Chikungunya is a mosquito-transmitted virus that causes fever and severe joint pain—and while it’s rare in the United States, it’s become more prevalent in recent years. The virus is more common in other countries, however, so travelers are often warned to watch out for its symptoms.
No matter where you are, protecting yourself from insect bites can reduce the risk of chikungunya (pronounced: chik-en-gun-ye) and other mosquito-borne illnesses. Here’s what else you should know about this painful and sometimes debilitating condition.
Chikungunya in the United States
Before 2006, chikungunya was rarely diagnosed in American travelers, according to the CDC. Then, between 2006 and 2013, about 30 people a year in the United States tested positive for the virus—all of whom had spent time in Asia or Africa, or on islands in the Indian Ocean.
In 2013, an outbreak in the Caribbean marked the first time that mosquitoes in the Americas were found to be infected with the chikungunya virus and had transmitted it to humans. Since then, cases of local transmission have surged in the Americas—particularly in Florida, Puerto Rico, and the U.S. Virgin Islands.
In 2014, a total of 2,811 cases of chikungunya virus disease were reported from U.S. states, while 4,710 cases were reported from U.S. territories. Since that year, annual cases have numbered in the hundreds.
Chikungunya made headlines back in 2015 when the actress Lindsay Lohan contracted the virus in Bora Bora. Her mother Dina told Newsday that Lindsay had been suffering from a high fever and joint pain before checking into the hospital—all standard chikungunya symptoms, according Aileen Marty, MD, professor of infectious diseases at Florida International University. Other signs of chikungunya include headaches, muscle pain, and joint swelling.
“It’ll take a little less than a week to notice the symptoms, and then you’ll get a fever and pain in your joints," Dr. Marty tells Health. "The best thing to do is to take an aspirin or other anti-inflammatories to calm that down.”
Some people with chikungunya can also face more severe symptoms, such as chronic arthritis. People over age 65—and those with high blood pressure, diabetes, or heart disease—face a higher risk of complications, according to the CDC, but chikungunya isn't usually life-threatening, Dr. Marty says.

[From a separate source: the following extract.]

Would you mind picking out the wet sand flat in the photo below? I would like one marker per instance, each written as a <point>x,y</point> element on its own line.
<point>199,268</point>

How is chikungunya transmitted?
Most cases of chikungunya occur in places like the Caribbean, Central and South America, and the French Polynesian Islands. But if American travelers head to those areas and contract the disease, it's possible that they could infect mosquitoes who bite them once they return home, while they still have high levels of the virus in their blood.

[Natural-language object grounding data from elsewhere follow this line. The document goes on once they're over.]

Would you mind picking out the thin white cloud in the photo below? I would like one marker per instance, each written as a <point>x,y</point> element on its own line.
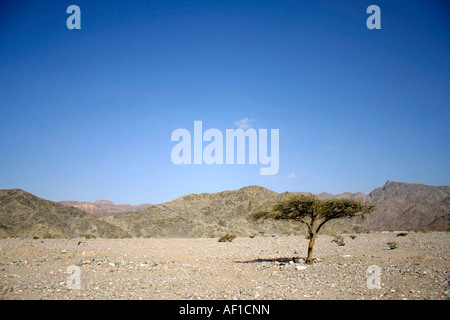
<point>244,123</point>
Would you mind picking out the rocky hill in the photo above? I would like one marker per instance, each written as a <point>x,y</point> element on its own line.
<point>214,214</point>
<point>23,214</point>
<point>409,206</point>
<point>103,208</point>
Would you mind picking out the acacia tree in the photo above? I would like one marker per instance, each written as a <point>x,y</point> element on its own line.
<point>314,213</point>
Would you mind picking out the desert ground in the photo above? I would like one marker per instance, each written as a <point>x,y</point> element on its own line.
<point>262,267</point>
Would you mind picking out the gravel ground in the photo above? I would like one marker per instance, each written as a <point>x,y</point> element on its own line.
<point>247,268</point>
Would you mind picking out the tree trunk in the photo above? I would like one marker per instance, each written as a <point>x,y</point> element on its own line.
<point>310,248</point>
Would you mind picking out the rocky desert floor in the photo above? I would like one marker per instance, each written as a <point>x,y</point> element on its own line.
<point>258,268</point>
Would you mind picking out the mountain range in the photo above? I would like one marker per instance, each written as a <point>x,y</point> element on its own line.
<point>401,206</point>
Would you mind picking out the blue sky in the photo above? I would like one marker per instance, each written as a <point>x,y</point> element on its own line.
<point>88,114</point>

That means, in theory, people can unwittingly start the infection cycle in their own backyard. And in places like Florida, the bugs never really die off. “Over the winter, the mosquitoes are like a bear hibernating until it’s warm enough,” Dr. Marty says.
How to protect yourself
At this point, there’s no vaccine or cure for Chikungunya other than treating the individual symptoms, so if you’re heading to a warm locale, the only way to really protect yourself from the virus is to avoid getting bitten.

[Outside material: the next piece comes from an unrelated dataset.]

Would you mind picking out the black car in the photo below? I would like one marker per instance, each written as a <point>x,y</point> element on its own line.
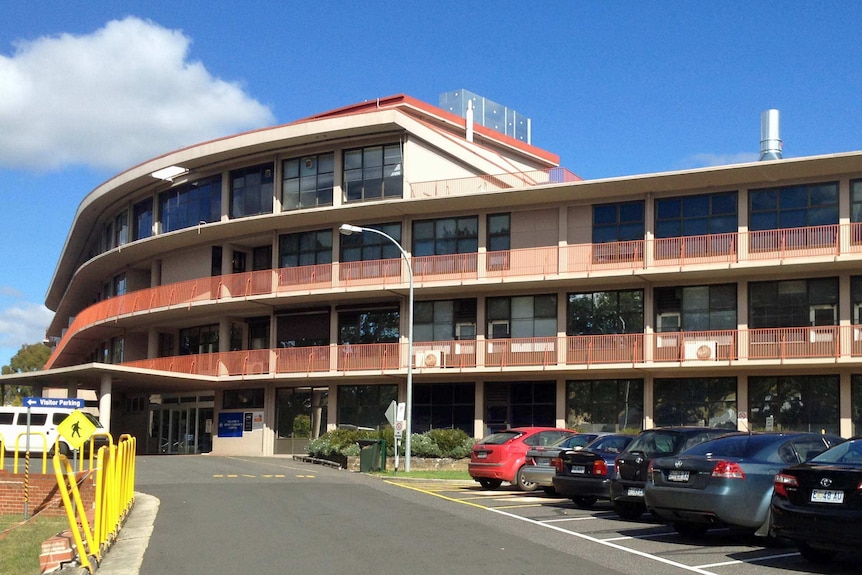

Wear clothes that cover your arms and legs, and use an EPA-registered mosquito repellent. The bugs carrying chikungunya are mostly active during the day, the CDC says, and in general mosquitoes tend to be more attracted to pregnant women or beer drinkers since both groups tend to exhale more CO2 than other people.
“If you’re not traveling outside the US, you’re not going to have very many problems,” Dr. Marty says. “But if you’re headed overseas, stop at a travel medical clinic before you go. Do all the mosquito prevention that you can. Awareness is the most important thing.”